High seas fisheries play limited role in feeding the world
“Only a handful of countries are fishing in the high seas and the fish they catch are not feeding those most in need.”
A recent study undertaken by a team of fisheries and social scientists found that fishing fleets operating outside of national waters contributed to less than 3 per cent of the world’s seafood supply.
Scientists from Dalhousie University, New York University and National Geographic paired a global database of marine catches developed by researchers at the University of British Colombia with a seafood trade database maintained by the United Nations Food and Agriculture Organisation. They analysed the data, considering the amount of fish and marine invertebrates produced by marine capture fisheries and comparing it to those produced by freshwater fisheries and aquaculture.
The team found that a much lower volume of seafood was produced by the high seas fisheries, with most of the catch destined for upscale EU, US and Asian markets. China and Taiwan account for one-third of the total high seas catch.
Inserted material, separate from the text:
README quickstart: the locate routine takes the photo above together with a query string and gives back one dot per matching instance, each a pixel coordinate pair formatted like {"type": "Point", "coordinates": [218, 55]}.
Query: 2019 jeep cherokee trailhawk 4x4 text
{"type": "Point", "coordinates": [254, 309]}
Lead author Laurenne Schiller, PhD student at Dalhousie University said: “I think many people have the misconception that because the area is so large, the high seas must be contributing a massive supply of food to the world, but that’s just not the case. Only a handful of countries are fishing in the high seas and the fish they catch are not feeding those most in need”.
The findings of this study are against the common misconception that high seas fisheries are important for food security. Less than 40 species are targeted by fisheries in the high seas, and only one species, the Antarctic toothfish, is exclusively caught in this are of the ocean. Marketed as Chilean sea bass, this fish can easily sell for over $50 per kilogram.
Seven species of tuna make up 60 per cent of the high seas catch, which these and other species of fish caught in both high seas and national waters. The researchers acknowledge that some less expensive products, such as skipjack tuna, may play a role in addressing localised food insecurity in ‘food secure’ nations, such as the US.
“Food security is an issue of access, not just volume” said co-author Megan Bailey, assistant professor in the Marine Affairs Program at Dalhousie. “We produce more than enough food to feed everyone on the planet, yet for a variety of social, cultural, and economic reasons, 800 million people remain severely food insecure today. These are not people who can access fish from the high seas.”
“Much of the fishing in the high seas would not be economically rational without massive government subsidies either, so regardless of how you look at it, it doesn’t make much sense” said Dr Enric Sala, co-author and National Geographic explorer-in-residence.
“International governance decisions are never straightforward and should not be viewed as such,” said Schiller. “Still, we hope the results of our work will enable policy makers to focus on the real issues that present challenges to high seas management, as our study concludes that concerns over food security are unfounded.”